Refusing to allow his family to carry out their plans, Francis obtains the medicine Catalina sought out earlier in the novel, as it interferes with the mushroom's abilities. Together he, Noemí and Catalina flee the house and manage to set Agnes's body on fire, presumably killing the rest of the Doyles and destroying the house in the process. Francis, who was bonded to the mycelium through exposure and heredity, is physically affected by the destruction of the fungus. He fully recovers but worries that the fire wasn't enough to eliminate the spores and that he should kill himself to ensure that the family curse is truly ended. Noemí shares his concerns but assures him that together they can overcome any potential adversity.

== Notes from the author ==
Silvia Moreno-Garcia wrote in an afterword her inspirations for the novel. It is based on the real Mexican mining ghost towns, such as Real del Monte, in the Hidalgo mountains, leftover from British colonial rule. Moreno-Garcia notes how Spaniards found gold and silver for extraction and used Indigenous people of Mexico for cheap labor. The War of Independence of 1810 made way for British colonialists to establish themselves in the country. This real history of the region inspired her setting.

==Release and sales==
Mexican Gothic was released in hardcover and ebook formats in the United States and Canada through Del Rey Books, as well as in the United Kingdom through Jo Fletcher Books, on June 30, 2020. An audiobook adaptation narrated by Frankie Corzo was released on the same day through Random House Audio. Moreno-Garcia has also released a book club tie-in that includes a paper doll accompanied by four outfits modeled after the novel's protagonist, Noemí Taboada.

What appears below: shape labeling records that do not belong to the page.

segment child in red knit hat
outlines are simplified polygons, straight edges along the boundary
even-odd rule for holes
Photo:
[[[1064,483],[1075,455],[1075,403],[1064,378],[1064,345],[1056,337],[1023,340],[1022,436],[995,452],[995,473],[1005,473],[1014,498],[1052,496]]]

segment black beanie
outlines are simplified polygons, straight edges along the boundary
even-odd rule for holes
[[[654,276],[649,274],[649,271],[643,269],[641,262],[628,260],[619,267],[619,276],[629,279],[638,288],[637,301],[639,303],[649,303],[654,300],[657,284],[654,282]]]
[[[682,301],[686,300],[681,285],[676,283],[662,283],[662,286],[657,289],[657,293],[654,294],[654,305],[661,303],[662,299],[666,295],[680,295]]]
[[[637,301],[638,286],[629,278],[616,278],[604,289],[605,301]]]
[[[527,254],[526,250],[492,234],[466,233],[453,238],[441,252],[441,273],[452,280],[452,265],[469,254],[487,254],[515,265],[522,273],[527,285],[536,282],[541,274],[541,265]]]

Sales for the novel were high enough for Mexican Gothic to place on the hardcover bestseller lists for the Washington Post and New York Times.

==Reception==
Mexican Gothic has received praise for its atmosphere and gothic concepts, which Slate likened to the styles of Daphne du Maurier and Guillermo del Toro.

NPR drew comparisons between the book and "Jane Eyre, Ann Radcliffe's The Mysteries of Udolpho, Dracula, Rebecca and that 1958 classic sci-fi movie, The Blob", also praising its sense of dread. The New York Times drew similar comparisons, citing Mexican Gothic's "spunky female protagonist and an ancient house filled with disturbing secrets".

The book was selected for the 2023 edition of Canada Reads, where it was championed by Tasnim Geedi.

=== Awards and nominations ===

| Year | Award | Category | Result | Ref |
| 2020 | Bram Stoker Award | Novel | Shortlisted |  |
| Nebula Award | Novel | Shortlisted |  |
| Shirley Jackson Award | Novel | Shortlisted |  |
| 2021 | Aurora Awards | Novel | Won |  |
| British Fantasy Award | Horror Novel (August Derleth Award) | Won |  |
| Locus Award | Horror Novel | Won |  |
| Mythopoeic Awards | Adult Literature | Shortlisted |  |
| World Fantasy Award | Novel | Shortlisted |  |

==Adaptation==
In August 2020 Milojo Productions and ABC Signature announced that they were producing a limited series adaptation of Mexican Gothic, to be released on the streaming platform Hulu. Moreno-Garcia will serve as executive producer. In an interview with Entertainment Weekly, the author stated that the series is estimated to be "between 8 and 10 episodes max". In April 2024, it was confirmed Hulu would not be moving forward with the adaptation.